Not clear if he disappeared to an earthly destination or otherwise…

Take Your Pills, All Your Pills

Drug companies, as opposed to healthcare agencies, are starting to offer case management to patients (New York Times ), since it is so much in their financial interests that patients continue on their medications as long as possible.

Just as it is so much the function of pharmaceutical company drug representatives to spin the advantages of their products to susceptible doctors, will these case managers begin spinning clinical updates on their patients to their attending physicians in the service of getting the patients on higher doses or longer durations of their companies’ prescriptions?
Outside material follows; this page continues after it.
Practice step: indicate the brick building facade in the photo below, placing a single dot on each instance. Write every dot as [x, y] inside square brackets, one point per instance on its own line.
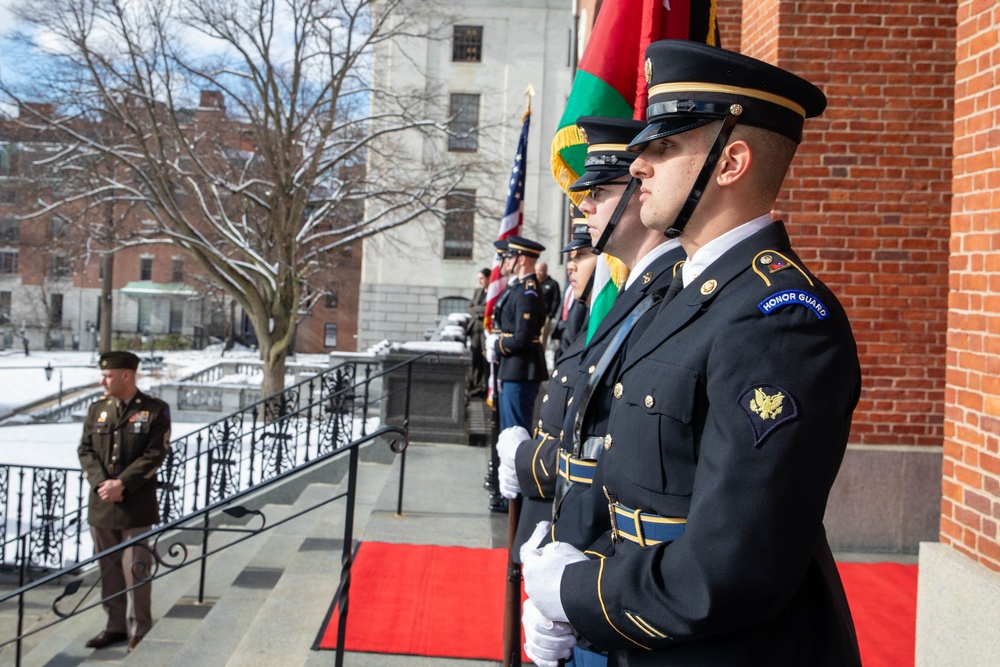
[51, 269]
History Now Will Be Milosevic’s Judge

Lamentation that Milosevic cheats history (CNN ) by dying with no verdict in his $200-million, five-year war crimes trial. Nuremburg was concluded in less than a year. Critics have been frustrated that the prosecutors lumped together the atrocity charges against Milosevic from Croatia, Bosnia and Kosovo, and that he was allowed to be his own defense attorney and use the trial as his bully pulpit.

Milosevic’s was the second death in recent days of a Serbian in custody in the Hague, and questions abound about whether he suicided (Yahoo! News) and about his longstanding fears (BBC )his food was being poisoned. His post-mortem (with a Serbian pathologist in attendance) takes place today.

Not that the conclusion of the trial would have prevented this, but dying without a verdict against him facilitates his celebration as a hero by ultra-nationalist Serbian elements, even while many Serbians are relieved at his passing. Milosevic has always justified his barbarity as a defense against the victimization of Serbia; if there is widespread sympathy in Serbia for the notion that his death had something to do with maltreatment by the authorities in the Hague, it will become less likely that Radovan Karadzic and Ratko Mladic will ever be extradited for their war crimes.

Nevertheless, most of the world will not grieve the passing of a genocidal monster who blackened the pages of 20th century European history (New York Times ).